The invention provides a multi-level set and single-cycle estimation method of power grid frequency measuring. The method includes: performing low-pass filter on an input signal, and then sampling the signal; setting more than two thresholds horizontally intersecting with a sinusoidal periodic signal, determining the adjacent intersection points, whose slope is identical with the slope of two tangent lines of the sinusoid, of each threshold and signal sampling points close to the two intersection points, directly calculating the fundamental frequency of the threshold if the two intersection points of the threshold coincide with the signal sampling points, or else respectively substituting the signal sampling points close to the intersection points into a Lagrange interpolation formula, and calculating the fundamental frequency estimation value corresponding to the threshold; determining the weight of the multi-level set fundamental frequency estimation value acquired by each threshold according to the absolute value of the tangent line slope of the intersection points of each threshold and the sinusoidal periodic signal, and using a weighted average method to obtain the final fundamental frequency estimation value. The method has the advantages that multi-level set and single-cycle estimation frequency is achieved by multiple thresholds, and the method is good in instantaneity and high in precision.

Description

A kind of multilevel collection monocycle method of estimation of grid frequency measurement

Technical field

The invention belongs to power domain, and in particular to a kind of power grid frequency measurement method.

Background technology

In existing fundamental wave frequency measurement method, frequently with integer-period sampled counting method, the method determines fundamental wave first Cycle, it is determined that after the primitive period, determining the frequency of fundamental wave further according to the time interval between sampled point in the primitive period.Should , when the sampling period is less, measured frequency accuracy is very poor, and when the sampling period is longer, can not meet real-time again for method Requirement, additionally, the method does not filter high frequency harmonic signals in measurement frequency, when harmonic wave serious interference, can affect whole The determination of individual primitive period, ultimately results in measured frequency inaccurate.

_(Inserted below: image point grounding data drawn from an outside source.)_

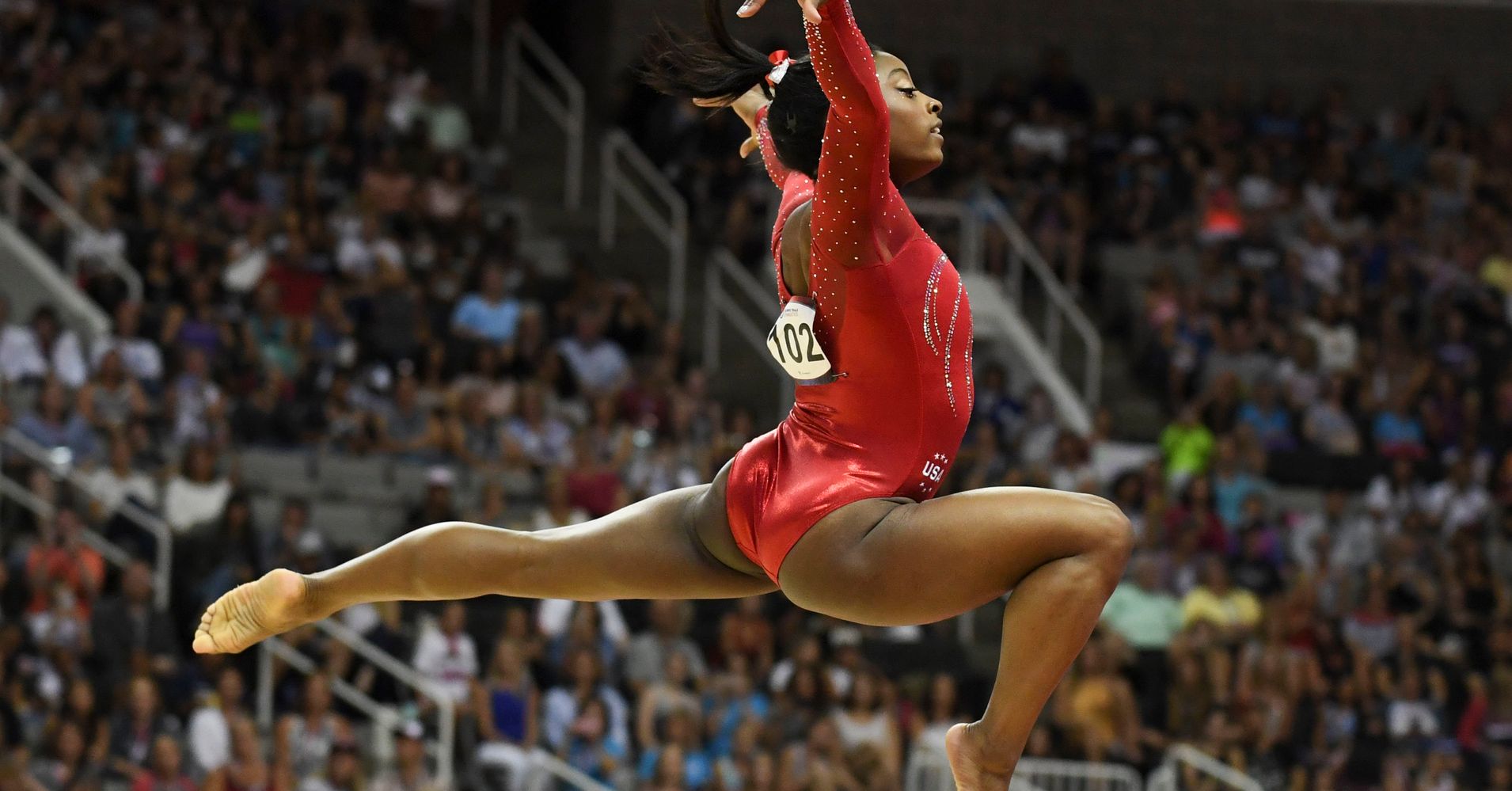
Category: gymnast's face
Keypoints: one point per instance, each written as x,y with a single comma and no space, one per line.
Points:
918,141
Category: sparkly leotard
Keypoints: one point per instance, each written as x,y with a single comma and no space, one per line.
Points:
892,318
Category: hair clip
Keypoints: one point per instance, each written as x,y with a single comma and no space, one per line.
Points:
779,67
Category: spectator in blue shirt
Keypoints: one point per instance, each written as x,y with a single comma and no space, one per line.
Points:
1269,420
51,424
488,314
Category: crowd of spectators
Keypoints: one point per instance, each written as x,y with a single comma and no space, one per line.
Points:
1329,310
325,265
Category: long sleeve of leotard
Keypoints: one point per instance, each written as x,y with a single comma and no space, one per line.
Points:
853,184
776,169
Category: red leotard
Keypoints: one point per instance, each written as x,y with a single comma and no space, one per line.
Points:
892,318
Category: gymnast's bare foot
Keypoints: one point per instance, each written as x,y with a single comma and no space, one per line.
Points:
970,761
253,613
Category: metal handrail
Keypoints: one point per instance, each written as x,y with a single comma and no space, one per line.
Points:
70,217
566,772
560,94
1062,304
1204,762
619,158
385,717
134,513
20,250
25,498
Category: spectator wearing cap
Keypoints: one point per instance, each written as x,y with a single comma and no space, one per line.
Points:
131,634
209,731
167,769
437,504
408,772
448,656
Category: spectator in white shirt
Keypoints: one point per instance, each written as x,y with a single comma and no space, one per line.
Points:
598,363
142,359
211,723
1337,344
448,656
1458,501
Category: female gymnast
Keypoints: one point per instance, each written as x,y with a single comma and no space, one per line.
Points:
834,507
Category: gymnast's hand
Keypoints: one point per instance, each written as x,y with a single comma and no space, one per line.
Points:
746,106
811,8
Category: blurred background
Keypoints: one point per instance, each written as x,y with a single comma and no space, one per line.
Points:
282,280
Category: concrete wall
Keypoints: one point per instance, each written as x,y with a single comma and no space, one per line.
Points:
1385,51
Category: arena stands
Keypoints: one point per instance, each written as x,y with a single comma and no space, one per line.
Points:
339,340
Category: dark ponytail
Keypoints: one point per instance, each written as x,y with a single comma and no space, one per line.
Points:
723,68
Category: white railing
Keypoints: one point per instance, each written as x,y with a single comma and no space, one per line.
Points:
555,88
929,770
383,716
78,227
61,468
1060,306
973,236
629,174
1186,757
44,510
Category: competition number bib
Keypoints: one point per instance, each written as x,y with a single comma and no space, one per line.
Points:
792,342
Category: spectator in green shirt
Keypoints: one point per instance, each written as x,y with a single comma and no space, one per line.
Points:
1187,447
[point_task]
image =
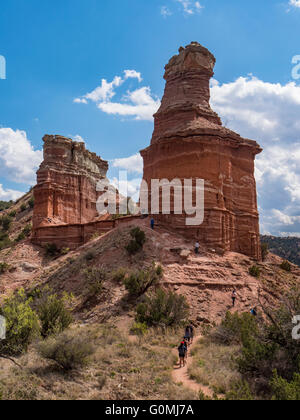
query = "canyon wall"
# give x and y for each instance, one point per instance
(189, 142)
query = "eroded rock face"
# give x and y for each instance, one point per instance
(66, 184)
(189, 142)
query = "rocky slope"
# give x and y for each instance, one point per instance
(206, 280)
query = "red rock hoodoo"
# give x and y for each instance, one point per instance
(66, 193)
(189, 142)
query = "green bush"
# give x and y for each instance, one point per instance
(23, 207)
(6, 222)
(90, 255)
(139, 329)
(119, 275)
(284, 390)
(4, 267)
(54, 315)
(240, 392)
(31, 203)
(137, 242)
(4, 205)
(24, 234)
(254, 271)
(95, 279)
(286, 266)
(235, 327)
(70, 349)
(162, 309)
(264, 251)
(139, 282)
(21, 324)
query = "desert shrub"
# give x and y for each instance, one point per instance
(4, 267)
(137, 242)
(286, 266)
(90, 255)
(21, 324)
(264, 250)
(54, 315)
(70, 349)
(4, 205)
(139, 329)
(162, 309)
(234, 328)
(6, 222)
(139, 282)
(25, 233)
(52, 250)
(23, 207)
(119, 275)
(95, 278)
(240, 392)
(272, 347)
(284, 390)
(254, 271)
(5, 241)
(31, 203)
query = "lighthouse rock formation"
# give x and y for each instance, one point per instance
(189, 142)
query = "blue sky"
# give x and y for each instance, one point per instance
(59, 51)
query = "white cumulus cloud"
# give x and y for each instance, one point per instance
(138, 103)
(190, 7)
(18, 159)
(295, 3)
(268, 113)
(132, 164)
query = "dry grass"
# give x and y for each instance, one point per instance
(213, 365)
(123, 367)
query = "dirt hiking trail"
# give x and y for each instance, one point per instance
(181, 376)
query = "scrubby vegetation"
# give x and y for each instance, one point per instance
(262, 357)
(162, 309)
(21, 324)
(139, 282)
(69, 349)
(287, 248)
(254, 271)
(137, 242)
(264, 250)
(5, 205)
(286, 266)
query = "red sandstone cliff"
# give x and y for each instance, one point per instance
(66, 183)
(189, 141)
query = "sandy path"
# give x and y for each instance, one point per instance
(180, 375)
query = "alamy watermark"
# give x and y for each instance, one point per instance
(296, 68)
(2, 68)
(179, 197)
(2, 328)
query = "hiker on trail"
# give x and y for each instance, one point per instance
(182, 350)
(187, 335)
(254, 311)
(234, 296)
(191, 332)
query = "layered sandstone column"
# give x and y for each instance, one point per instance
(66, 184)
(189, 142)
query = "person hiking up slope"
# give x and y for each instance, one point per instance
(182, 350)
(234, 297)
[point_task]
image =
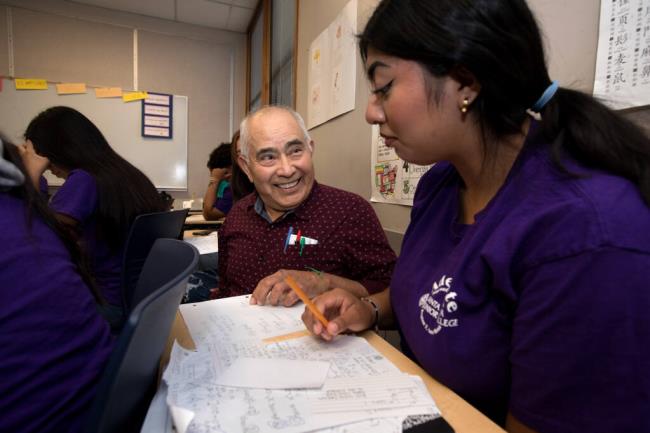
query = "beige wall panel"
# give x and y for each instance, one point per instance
(67, 49)
(4, 43)
(200, 71)
(570, 29)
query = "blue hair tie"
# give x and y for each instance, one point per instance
(546, 96)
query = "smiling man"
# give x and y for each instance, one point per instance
(324, 237)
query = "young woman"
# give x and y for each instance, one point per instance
(53, 342)
(101, 195)
(217, 200)
(523, 278)
(241, 185)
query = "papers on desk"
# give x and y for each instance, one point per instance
(265, 373)
(362, 390)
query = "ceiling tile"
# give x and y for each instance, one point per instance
(250, 4)
(239, 19)
(153, 8)
(203, 12)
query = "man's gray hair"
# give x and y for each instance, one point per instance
(244, 133)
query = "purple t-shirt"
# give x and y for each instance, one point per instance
(351, 242)
(542, 306)
(78, 198)
(53, 342)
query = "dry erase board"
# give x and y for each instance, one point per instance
(164, 161)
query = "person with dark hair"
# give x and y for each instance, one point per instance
(218, 197)
(101, 196)
(53, 342)
(523, 279)
(241, 185)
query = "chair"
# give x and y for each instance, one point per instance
(130, 376)
(146, 228)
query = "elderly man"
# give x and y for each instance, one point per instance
(322, 236)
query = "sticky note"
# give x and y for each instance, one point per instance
(133, 96)
(30, 84)
(70, 88)
(108, 92)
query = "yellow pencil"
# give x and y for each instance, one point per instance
(304, 298)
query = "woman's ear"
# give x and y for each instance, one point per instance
(468, 86)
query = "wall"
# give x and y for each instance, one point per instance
(343, 144)
(64, 41)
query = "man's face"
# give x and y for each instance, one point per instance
(279, 161)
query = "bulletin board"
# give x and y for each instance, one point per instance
(163, 160)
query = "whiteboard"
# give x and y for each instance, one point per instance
(164, 161)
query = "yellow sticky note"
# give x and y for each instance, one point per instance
(108, 92)
(30, 84)
(133, 96)
(70, 88)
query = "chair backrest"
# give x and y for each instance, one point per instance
(146, 228)
(130, 376)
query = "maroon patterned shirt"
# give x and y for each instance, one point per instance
(351, 242)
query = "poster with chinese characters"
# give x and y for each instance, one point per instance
(393, 179)
(623, 60)
(331, 79)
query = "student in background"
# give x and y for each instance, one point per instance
(217, 200)
(53, 342)
(523, 280)
(101, 196)
(241, 185)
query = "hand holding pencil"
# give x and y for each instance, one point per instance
(346, 312)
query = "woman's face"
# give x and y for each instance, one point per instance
(421, 129)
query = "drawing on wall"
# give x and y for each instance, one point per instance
(623, 60)
(394, 180)
(332, 68)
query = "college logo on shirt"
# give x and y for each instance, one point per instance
(437, 308)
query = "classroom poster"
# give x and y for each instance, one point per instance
(393, 179)
(623, 59)
(331, 80)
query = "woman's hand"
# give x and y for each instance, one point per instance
(35, 164)
(274, 290)
(344, 311)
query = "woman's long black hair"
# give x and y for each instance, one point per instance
(36, 205)
(71, 141)
(499, 42)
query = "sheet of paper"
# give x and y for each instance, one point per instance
(205, 244)
(272, 374)
(361, 386)
(225, 409)
(369, 393)
(234, 318)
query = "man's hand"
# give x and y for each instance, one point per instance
(274, 290)
(344, 311)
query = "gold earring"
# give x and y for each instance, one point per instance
(463, 109)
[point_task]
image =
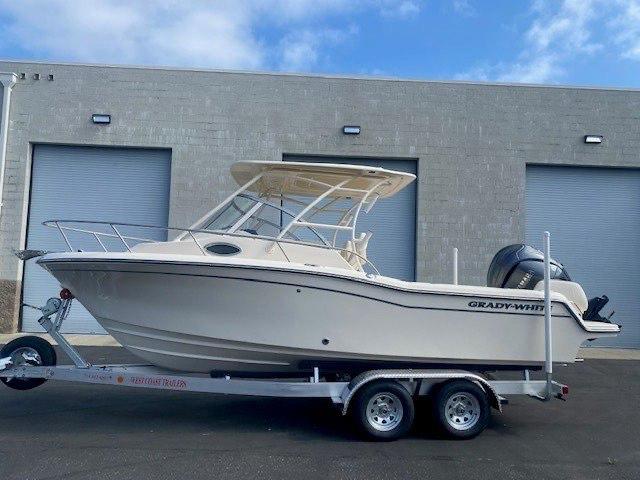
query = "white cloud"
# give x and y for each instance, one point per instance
(198, 33)
(627, 27)
(116, 31)
(399, 9)
(300, 50)
(562, 33)
(463, 7)
(559, 31)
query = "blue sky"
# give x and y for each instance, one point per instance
(578, 42)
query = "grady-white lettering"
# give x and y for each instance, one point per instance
(527, 307)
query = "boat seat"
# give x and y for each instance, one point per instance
(572, 290)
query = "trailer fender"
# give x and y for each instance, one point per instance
(440, 376)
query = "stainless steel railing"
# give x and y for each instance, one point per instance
(65, 226)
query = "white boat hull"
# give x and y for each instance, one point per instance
(201, 316)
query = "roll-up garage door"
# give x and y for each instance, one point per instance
(593, 215)
(127, 185)
(392, 221)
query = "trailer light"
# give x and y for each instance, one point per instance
(101, 118)
(66, 294)
(593, 139)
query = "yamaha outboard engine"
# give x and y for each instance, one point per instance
(522, 266)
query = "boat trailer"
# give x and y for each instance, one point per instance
(381, 401)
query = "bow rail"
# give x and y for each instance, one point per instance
(66, 226)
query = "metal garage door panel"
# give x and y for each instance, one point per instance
(593, 215)
(392, 221)
(103, 184)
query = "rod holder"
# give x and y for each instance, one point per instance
(455, 265)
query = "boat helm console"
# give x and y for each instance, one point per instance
(521, 266)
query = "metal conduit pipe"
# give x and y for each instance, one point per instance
(8, 80)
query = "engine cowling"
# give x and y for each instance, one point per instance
(521, 266)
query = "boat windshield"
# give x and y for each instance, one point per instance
(256, 216)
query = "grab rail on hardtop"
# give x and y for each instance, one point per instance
(61, 227)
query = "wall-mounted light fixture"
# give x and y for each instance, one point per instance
(101, 118)
(593, 139)
(351, 130)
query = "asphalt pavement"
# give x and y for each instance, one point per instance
(73, 431)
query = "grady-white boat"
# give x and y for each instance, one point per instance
(276, 279)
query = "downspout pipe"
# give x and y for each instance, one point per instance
(8, 80)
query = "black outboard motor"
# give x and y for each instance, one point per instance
(521, 266)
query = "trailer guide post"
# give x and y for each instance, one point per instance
(548, 364)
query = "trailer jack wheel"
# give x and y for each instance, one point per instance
(25, 351)
(384, 410)
(461, 409)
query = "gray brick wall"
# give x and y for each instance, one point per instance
(472, 141)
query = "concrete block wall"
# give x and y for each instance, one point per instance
(472, 142)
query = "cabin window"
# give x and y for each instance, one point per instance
(223, 249)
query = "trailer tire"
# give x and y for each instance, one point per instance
(461, 409)
(384, 410)
(43, 353)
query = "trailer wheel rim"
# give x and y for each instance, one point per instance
(462, 411)
(24, 356)
(384, 411)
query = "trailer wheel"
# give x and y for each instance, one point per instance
(384, 410)
(461, 409)
(28, 351)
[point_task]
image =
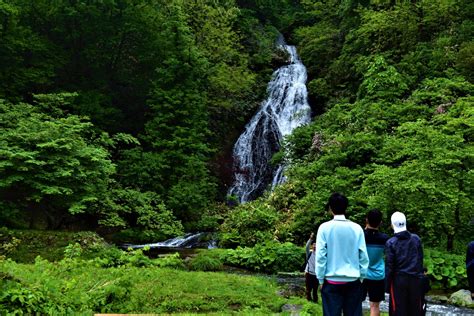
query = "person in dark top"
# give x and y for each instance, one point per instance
(311, 281)
(470, 267)
(374, 284)
(404, 270)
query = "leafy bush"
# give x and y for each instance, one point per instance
(74, 287)
(248, 224)
(446, 271)
(269, 257)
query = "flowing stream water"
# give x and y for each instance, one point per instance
(285, 108)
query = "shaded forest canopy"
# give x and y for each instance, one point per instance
(121, 115)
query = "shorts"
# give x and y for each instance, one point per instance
(375, 289)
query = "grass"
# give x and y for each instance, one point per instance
(49, 245)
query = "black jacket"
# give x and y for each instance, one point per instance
(403, 256)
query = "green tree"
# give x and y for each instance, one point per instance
(51, 166)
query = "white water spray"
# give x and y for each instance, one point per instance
(285, 108)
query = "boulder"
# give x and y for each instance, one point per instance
(461, 298)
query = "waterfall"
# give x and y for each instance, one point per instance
(187, 241)
(285, 108)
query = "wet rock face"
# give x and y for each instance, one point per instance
(461, 298)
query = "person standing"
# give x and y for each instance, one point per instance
(374, 284)
(341, 261)
(404, 270)
(310, 276)
(470, 267)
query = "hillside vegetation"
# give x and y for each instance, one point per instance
(120, 116)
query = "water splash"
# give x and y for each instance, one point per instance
(187, 241)
(285, 109)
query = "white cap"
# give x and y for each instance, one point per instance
(399, 222)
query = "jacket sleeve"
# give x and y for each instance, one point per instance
(321, 255)
(363, 256)
(420, 255)
(389, 265)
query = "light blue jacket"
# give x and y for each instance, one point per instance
(341, 253)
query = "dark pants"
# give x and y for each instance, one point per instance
(338, 298)
(406, 296)
(470, 278)
(312, 284)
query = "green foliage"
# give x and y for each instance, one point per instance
(248, 224)
(50, 166)
(152, 220)
(80, 287)
(268, 257)
(72, 251)
(206, 261)
(446, 271)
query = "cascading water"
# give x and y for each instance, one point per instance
(285, 108)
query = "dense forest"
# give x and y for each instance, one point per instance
(120, 115)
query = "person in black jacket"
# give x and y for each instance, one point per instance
(470, 267)
(404, 270)
(311, 281)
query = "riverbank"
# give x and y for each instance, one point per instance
(78, 286)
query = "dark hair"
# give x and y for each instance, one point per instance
(374, 217)
(338, 203)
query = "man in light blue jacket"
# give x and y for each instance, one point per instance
(341, 261)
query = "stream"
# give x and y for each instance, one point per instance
(186, 246)
(433, 309)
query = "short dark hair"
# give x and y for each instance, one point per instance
(374, 217)
(338, 203)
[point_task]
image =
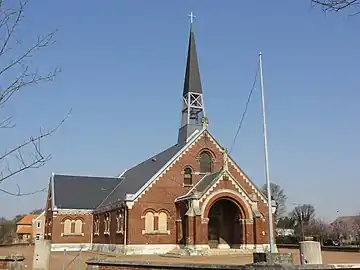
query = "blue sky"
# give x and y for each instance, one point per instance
(122, 73)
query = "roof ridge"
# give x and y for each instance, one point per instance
(79, 175)
(111, 192)
(158, 153)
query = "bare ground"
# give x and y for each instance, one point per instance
(71, 259)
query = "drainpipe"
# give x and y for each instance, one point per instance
(92, 230)
(125, 226)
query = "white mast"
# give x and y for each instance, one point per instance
(270, 216)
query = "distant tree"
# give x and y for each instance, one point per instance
(7, 231)
(319, 229)
(278, 194)
(338, 5)
(304, 213)
(17, 75)
(340, 229)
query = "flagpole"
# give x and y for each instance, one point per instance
(270, 215)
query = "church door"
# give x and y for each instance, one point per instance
(224, 228)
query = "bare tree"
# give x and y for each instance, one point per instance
(17, 74)
(278, 194)
(318, 228)
(337, 5)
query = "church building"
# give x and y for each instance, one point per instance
(191, 196)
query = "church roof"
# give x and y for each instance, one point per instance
(136, 177)
(81, 192)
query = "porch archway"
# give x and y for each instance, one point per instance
(225, 227)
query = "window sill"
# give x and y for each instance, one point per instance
(156, 232)
(72, 234)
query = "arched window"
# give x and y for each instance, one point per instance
(67, 227)
(78, 226)
(120, 221)
(149, 222)
(205, 162)
(96, 225)
(162, 222)
(107, 223)
(187, 176)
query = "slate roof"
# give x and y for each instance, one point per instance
(27, 220)
(192, 81)
(81, 192)
(136, 177)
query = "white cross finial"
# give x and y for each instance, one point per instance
(192, 17)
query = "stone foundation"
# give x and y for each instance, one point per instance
(189, 250)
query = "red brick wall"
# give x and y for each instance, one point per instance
(167, 188)
(113, 238)
(58, 229)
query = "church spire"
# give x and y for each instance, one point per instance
(193, 111)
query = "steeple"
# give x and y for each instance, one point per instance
(193, 111)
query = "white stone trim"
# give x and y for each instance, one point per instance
(232, 162)
(154, 249)
(212, 194)
(197, 135)
(74, 212)
(237, 186)
(70, 247)
(134, 249)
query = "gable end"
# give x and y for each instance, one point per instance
(191, 141)
(247, 180)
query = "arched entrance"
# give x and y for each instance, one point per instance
(224, 227)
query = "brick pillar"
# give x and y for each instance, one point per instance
(178, 230)
(190, 230)
(198, 236)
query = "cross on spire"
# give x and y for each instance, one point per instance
(192, 17)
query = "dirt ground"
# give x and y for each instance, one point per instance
(71, 259)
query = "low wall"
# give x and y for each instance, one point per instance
(11, 262)
(324, 248)
(97, 264)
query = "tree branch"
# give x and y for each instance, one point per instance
(16, 75)
(337, 5)
(37, 159)
(19, 193)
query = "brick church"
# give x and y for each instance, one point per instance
(192, 195)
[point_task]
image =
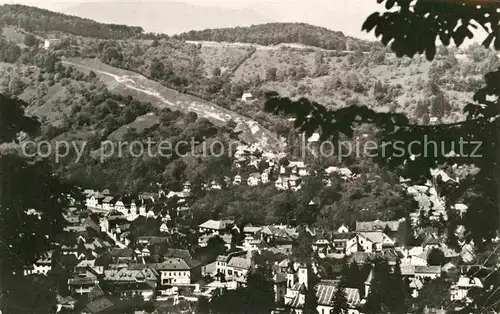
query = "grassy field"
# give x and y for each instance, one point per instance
(130, 83)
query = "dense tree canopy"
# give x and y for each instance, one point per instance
(32, 201)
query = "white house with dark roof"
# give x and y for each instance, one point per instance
(254, 179)
(369, 242)
(238, 267)
(215, 226)
(461, 288)
(41, 267)
(177, 271)
(325, 292)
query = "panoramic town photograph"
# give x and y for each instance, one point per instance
(250, 157)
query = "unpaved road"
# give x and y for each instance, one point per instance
(163, 97)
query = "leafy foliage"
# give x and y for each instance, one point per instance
(274, 33)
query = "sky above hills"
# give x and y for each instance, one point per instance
(179, 16)
(172, 17)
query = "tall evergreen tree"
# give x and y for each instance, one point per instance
(397, 291)
(340, 301)
(26, 184)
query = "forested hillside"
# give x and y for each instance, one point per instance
(76, 105)
(41, 21)
(277, 33)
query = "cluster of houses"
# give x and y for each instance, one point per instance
(106, 265)
(109, 260)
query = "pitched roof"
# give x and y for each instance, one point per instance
(325, 292)
(373, 236)
(180, 253)
(239, 262)
(428, 269)
(173, 264)
(99, 305)
(376, 225)
(214, 224)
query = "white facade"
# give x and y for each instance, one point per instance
(175, 277)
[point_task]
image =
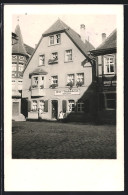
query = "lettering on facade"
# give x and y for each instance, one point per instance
(67, 92)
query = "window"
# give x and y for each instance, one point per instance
(80, 106)
(21, 67)
(71, 105)
(70, 79)
(110, 100)
(109, 64)
(58, 38)
(80, 79)
(54, 58)
(34, 82)
(51, 40)
(42, 83)
(54, 39)
(41, 105)
(13, 74)
(54, 80)
(68, 55)
(41, 60)
(14, 57)
(14, 66)
(34, 105)
(21, 57)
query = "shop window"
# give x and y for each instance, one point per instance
(71, 106)
(109, 64)
(14, 66)
(80, 106)
(41, 60)
(70, 80)
(34, 105)
(68, 55)
(80, 79)
(110, 100)
(54, 39)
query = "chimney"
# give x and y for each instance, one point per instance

The content of the invention

The invention aims to overcome the shortcomings of above-mentioned power grid frequency measurement method, a kind of grid frequency measurement is proposed Multilevel collection monocycle method of estimation, the method can with the existing frequency measurement method of effectively solving measure mains frequency when The problem that precision is poor and real-time is poor.

The present invention proposes a kind of multilevel collection monocycle method of estimation of grid frequency measurement, and methods described includes following Step：

Step one：Low-pass filtering treatment is carried out with low pass filter to input signal；Eliminate the interference of high-frequency harmonic；

Step 2：Select suitable sample frequency f_sWith sampling length N, equal interval sampling, sample frequency f are carried out to signal_s 2 times of the frequency of highest harmonic componentss contained by signal should be not less than, signal discrete sample sequence x (t are obtained_n), n=0,1, 2,…,N-1；

Step 3：Find out discrete sampling sequence x (t_n) in maximum MAX and minimum value MIN, then arrange m threshold value Y_i, m It is the integer more than or equal to 2, i=1,2 ..., m；

Step 4：Determine each threshold value and sinusoidal 2 tangent slope identical adjoining nodes and close on this 2 friendships The signal sampling point of point, the time interval of 2 tangent slope identical adjoining nodes are 1 primitive period of signal；If 2 intersection points of certain threshold value are overlapped with signal sampling point, then directly calculate fundamental frequency estimated value f_i；If certain threshold value 2 intersection points are not overlapped with signal sampling point, then the signal sampling point by the threshold value with the above-mentioned near intersections of sinusoidal signal is substituted into Lagrange formula for interpolations, calculate threshold value Y_iCorresponding fundamental frequency estimated value；After all threshold calculations are finished, the m of acquisition Individual fundamental frequency estimated value is multilevel collection fundamental frequency estimated value f_i；

Step 5：To multilevel collection fundamental frequency estimated value f is obtained in step 4_iIt is weighted averagely, calculates final Fundamental frequency estimated value f, wherein weights q_iIt is exhausted with the sine curve tangent slope of sinusoidal intersection point according to each threshold value To value | K_i| it is determined that, slope absolute value is bigger, and weights are less, final fundamental frequency estimated value f=q₁f₁+q₂f₂+…+q_mf_m。

Described method, in step 3, described threshold value Y_iDiscrete sampling sequence x (t should be less than_n) in maximum and More than discrete sampling sequence x (t_n) in minima, and for ensure set by threshold value in rational scope, eliminate other do not know The interference that factor causes so as to meet：0.9MIN+0.1MAX<Y_i<0.9MAX+0.1MIN；

Described method, in step 4, if 2 intersection points of certain threshold value are not overlapped with signal sampling point, by the threshold Value substitutes into Lagrange formula for interpolations with the signal sampling point of the above-mentioned near intersections of sinusoidal signal, calculates threshold value Y_iCorresponding base Wave frequency estimated value, is simplified operation, by the threshold value and the sampled signal discrete data (t, x (t)) of sinusoidal signal near intersections 4 Lagrange formula for interpolations are substituted into, through being calculated threshold value Y_iCorresponding fundamental frequency estimated value f_i。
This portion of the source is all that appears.